Optimal Dynamic Regret via Multiple Learning Rates

I describe the basic idea of Zhang et al., NeurIPS ‘18: “Adaptive online learning in dynamic environments,” which is a nice application of the multiple-learning-rate technique to non-stationary online convex optimization (OCO). The algorithm achieves an $O(\sqrt{T(1+P_T)})$ dynamic regret bound, where $P_T$ is the path length. Before this work, the best known upper bound was $O((1+P_T)\sqrt{T})$ due to Zinkevich (2003). Zhang et al. (2018) also provides a lower bound of $\Omega(\sqrt{T(1+P_T)})$, hence the bound is optimal.

Problem Setting

$\mathcal{W} \subseteq \R^d$ is a closed convex domain.
Bounded domain: $\|w - w'\| \leq 1$ for all $w, w' \in \mathcal{W}$ and $0 \in \mathcal{W}$.
$f_t \colon \mathcal{W} \to \R$ is a convex loss function at round $t$.
Bounded gradients: $\|\nabla f_t(w)\| \leq G$ for all $w \in \mathcal{W}$ and $t$.

Online Learning Protocol

For $t = 1, 2, \ldots, T$:

Learner plays $w_t \in \mathcal{W}$ ($w_1$ is arbitrary).
Environment reveals $f_t$ (offering gradient access for any $w \in \mathcal{W}$).
Learner incurs loss $f_t(w_t)$ and computes $w_{t+1} \in \mathcal{W}$ based on observed information.

Regret and Dynamic Regret

Let $u_1, \ldots, u_T \in \mathcal{W}$ be unknown comparators. In the static setting, $u_1 = \cdots = u_T = u$.
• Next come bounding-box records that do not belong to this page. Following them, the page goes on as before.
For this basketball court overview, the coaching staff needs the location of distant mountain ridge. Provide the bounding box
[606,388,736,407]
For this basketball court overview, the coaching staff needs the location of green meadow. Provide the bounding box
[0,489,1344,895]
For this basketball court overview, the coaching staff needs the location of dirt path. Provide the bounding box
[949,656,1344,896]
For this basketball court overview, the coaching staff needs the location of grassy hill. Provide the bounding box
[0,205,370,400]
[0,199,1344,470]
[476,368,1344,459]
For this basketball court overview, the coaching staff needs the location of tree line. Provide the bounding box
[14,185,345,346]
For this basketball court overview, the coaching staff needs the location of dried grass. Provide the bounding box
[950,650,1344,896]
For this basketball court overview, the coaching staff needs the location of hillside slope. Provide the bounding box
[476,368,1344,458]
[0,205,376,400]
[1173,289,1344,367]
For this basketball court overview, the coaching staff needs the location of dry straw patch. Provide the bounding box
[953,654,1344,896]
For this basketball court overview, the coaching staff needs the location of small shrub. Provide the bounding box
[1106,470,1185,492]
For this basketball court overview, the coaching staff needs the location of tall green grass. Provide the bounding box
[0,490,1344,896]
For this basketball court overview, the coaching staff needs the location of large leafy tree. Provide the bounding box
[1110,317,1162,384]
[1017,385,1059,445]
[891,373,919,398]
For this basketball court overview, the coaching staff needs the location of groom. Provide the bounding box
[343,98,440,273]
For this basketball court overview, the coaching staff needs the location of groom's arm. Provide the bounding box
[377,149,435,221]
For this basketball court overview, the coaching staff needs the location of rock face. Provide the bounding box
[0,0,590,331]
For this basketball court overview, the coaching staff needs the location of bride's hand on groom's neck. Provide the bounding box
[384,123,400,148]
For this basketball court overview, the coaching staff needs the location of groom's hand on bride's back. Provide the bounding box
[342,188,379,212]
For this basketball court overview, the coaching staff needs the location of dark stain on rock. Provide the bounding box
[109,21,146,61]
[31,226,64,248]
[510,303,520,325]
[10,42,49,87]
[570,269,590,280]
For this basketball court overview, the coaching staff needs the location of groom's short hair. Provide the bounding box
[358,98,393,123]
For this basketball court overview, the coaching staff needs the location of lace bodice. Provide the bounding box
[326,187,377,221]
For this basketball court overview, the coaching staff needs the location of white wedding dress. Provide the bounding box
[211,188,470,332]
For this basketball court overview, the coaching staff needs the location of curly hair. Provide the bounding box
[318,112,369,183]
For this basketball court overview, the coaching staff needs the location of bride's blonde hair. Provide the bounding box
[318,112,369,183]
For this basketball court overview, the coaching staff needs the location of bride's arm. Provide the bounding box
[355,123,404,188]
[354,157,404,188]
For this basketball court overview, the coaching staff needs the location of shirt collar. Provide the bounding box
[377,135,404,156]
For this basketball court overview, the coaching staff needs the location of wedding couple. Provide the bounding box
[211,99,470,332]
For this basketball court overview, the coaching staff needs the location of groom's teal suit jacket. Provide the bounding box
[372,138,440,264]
Static Regret: $\sum_{t=1}^T \left(f_t(w_t) - f_t(u)\right)$
Dynamic Regret: $\sum_{t=1}^T \left(f_t(w_t) - f_t(u_t)\right)$

Online Gradient Descent (OGD)

Learning rate: $\eta > 0$
Update rule: $$w_{t+1} = \arg\min_{w \in \mathcal{W}} \|w_t - \eta \nabla f_t(w_t) - w \|$$

Static Regret Analysis

By the Pythagorean theorem,

$$ \begin{aligned} &\|w_{t+1} - u\|^2 \\ \leq{}& \|w_t - \eta \nabla f_t(w_t) - u\|^2 \\ ={}& \|w_t - u\|^2 + \eta^2\|\nabla f_t(w_t)\|^2 - 2\eta \langle w_t - u, \nabla f_t(w_t) \rangle. \end{aligned} $$

Since $\|\nabla f_t(w_t)\| \leq G$,

$$\|w_{t+1} - u\|^2 \leq \|w_t - u\|^2 + \eta^2 G^2 - 2\eta \langle w_t - u, \nabla f_t(w_t) \rangle.$$

By telescoping and $\|w_1 - u\|^2 \leq 1$,

$$ \begin{aligned} \sum_{t=1}^T \langle w_t - u, \nabla f_t(w_t) \rangle &\leq \frac{1}{2\eta}\left(\|w_1 - u\|^2 - \|w_{T+1} - u\|^2\right) + \frac{\eta G^2 T}{2} \\ &\leq \frac{1}{2\eta} + \frac{\eta G^2 T}{2}. \end{aligned} $$

From convexity, $f_t(w_t) - f_t(u) \leq \langle w_t - u, \nabla f_t(w_t) \rangle$, hence

$$\sum_{t=1}^T f_t(w_t) - \sum_{t=1}^T f_t(u) \le \sum_{t=1}^T \langle w_t - u, \nabla f_t(w_t) \rangle \leq \frac{1}{2\eta} + \frac{\eta G^2 T}{2}.$$

Setting $\eta = \frac{1}{G\sqrt{T}}$,

$$\sum_{t=1}^T f_t(w_t) - \sum_{t=1}^T f_t(u) \leq G\sqrt{T}.$$

Dynamic Regret Analysis

Comparators: $u_1, \ldots, u_T$.
Path length: $P_T = \sum_{t=2}^T \|u_t - u_{t-1}\|$.

By similar analysis,

$$\sum_{t=1}^T f_t(w_t) - \sum_{t=1}^T f_t(u_t) \leq \sum_{t=1}^T \frac{\|w_t - u_t\|^2 - \|w_{t+1} - u_t\|^2}{2\eta} + \frac{\eta G^2 T}{2}.$$

The first sum on the r.h.s. is at most

$$\|w_1 - u_1\|^2 + \sum_{t=2}^T \left( \|w_t - u_t\|^2 - \|w_t - u_{t-1}\|^2 \right).$$

By the triangle inequality, the summand is at most

$$ \begin{aligned} &(\|w_t - u_t\| + \|w_t - u_{t-1}\|)(\|w_t - u_t\| - \|w_t - u_{t-1}\|) \\ \le{}& 2 \|u_t - u_{t-1}\|. \end{aligned} $$

Therefore, we have

$$\sum_{t=1}^T f_t(w_t) - \sum_{t=1}^T f_t(u_t) \leq \frac{1 + P_T}{\eta} + \frac{\eta G^2 T}{2}.$$

Setting $\eta \simeq \frac{1}{G \sqrt{T}}$,

$$\sum_{t=1}^T f_t(w_t) - \sum_{t=1}^T f_t(u_t) \lesssim G(1 + P_T)\sqrt{T}.$$

If $u_1 = \cdots = u_T = u$, then $P_T = 0$ and thus the $O(G\sqrt{T})$ static regret bound is recovered.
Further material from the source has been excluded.